FLOWERS, C4, 10pm
CHANNEL 4 are broadcasting this new sitcom every night this week. I don’t like that approach. It’s like a cowardly version of “bingeing”. Netflix and boxsets allow you to binge in the proper sense: watching episodes without any breaks, conversation or daylight. That’s how you properly binge-watch. Having a new episode each day must be terrestrial TV’s version, but no – either bombard us so we can wallow like pigs, or drip-feed us an episode once a week, lending it some nice anticipation.
So does this new series merit the special treatment of a daily outing? On paper it should: it has an impressive cast (Olivia Colman and Julian Barratt are the stars) and it’s a dark comedy about an eccentric family. The father has bungled his suicide and the mother is frantically cheerful, her manic persona hiding unhappiness and sexual frustration. Their household also contains two weird and warring adult children, a senile granny, and a boyish Japanese assistant.
Tonight, the family are thrown together to celebrate mum and dad’s anniversary but the dark comedy never quite darkens enough and seems zany rather than black and clever.
WILD AUSTRALIA WITH RAY MEARS, STV, 8pm
THERE was no need to use “wild” in the title of this new series.

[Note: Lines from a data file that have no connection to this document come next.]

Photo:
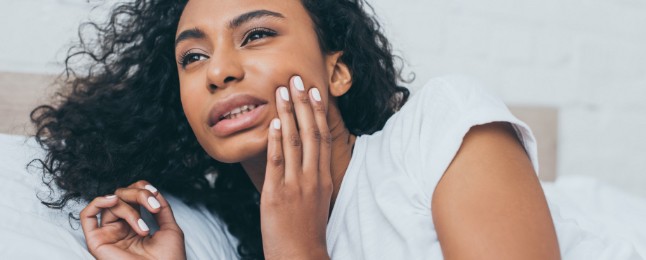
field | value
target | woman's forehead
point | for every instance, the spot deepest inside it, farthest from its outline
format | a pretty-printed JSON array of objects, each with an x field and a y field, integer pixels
[{"x": 221, "y": 13}]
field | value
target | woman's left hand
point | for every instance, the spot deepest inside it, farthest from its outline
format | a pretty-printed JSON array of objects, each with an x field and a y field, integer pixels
[{"x": 296, "y": 194}]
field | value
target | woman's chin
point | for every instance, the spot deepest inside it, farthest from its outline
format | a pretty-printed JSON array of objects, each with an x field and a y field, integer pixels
[{"x": 241, "y": 154}]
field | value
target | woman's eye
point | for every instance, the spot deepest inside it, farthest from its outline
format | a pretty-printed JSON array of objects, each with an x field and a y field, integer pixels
[
  {"x": 257, "y": 34},
  {"x": 189, "y": 58}
]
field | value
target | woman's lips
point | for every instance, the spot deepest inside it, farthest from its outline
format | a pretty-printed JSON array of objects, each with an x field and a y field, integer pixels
[{"x": 243, "y": 121}]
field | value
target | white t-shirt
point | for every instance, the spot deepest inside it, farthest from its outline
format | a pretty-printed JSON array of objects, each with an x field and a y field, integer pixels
[{"x": 383, "y": 209}]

Does anyone think of Australia as a land of manicured lawns, placid fields, timid flowers and mild, inoffensive animals?
No way. In Australia the climate is forever trying to roast, dehydrate, bewilder and confuse you. The plants might prickle, poison and burn if you’re foolish enough to brush against them and, as for the animals, they’re surely plotting ways to hurt, maim and actively humiliate you. Wild Australia indeed! But Ray Mears, the celebrity bushman, is tough enough to navigate his way through.
“It feels amazing to be alive in a wild place like this,” he enthuses. In this new series he’ll explore six of Australia’s most dramatic places and the creature who live there, taking in The Great Barrier Reef, rainforests, wetlands and hot red deserts.
Tonight he begins in the stunning blue waters around the Barrier Reef and enjoys whale-watching and a spot of swimming with a manta ray.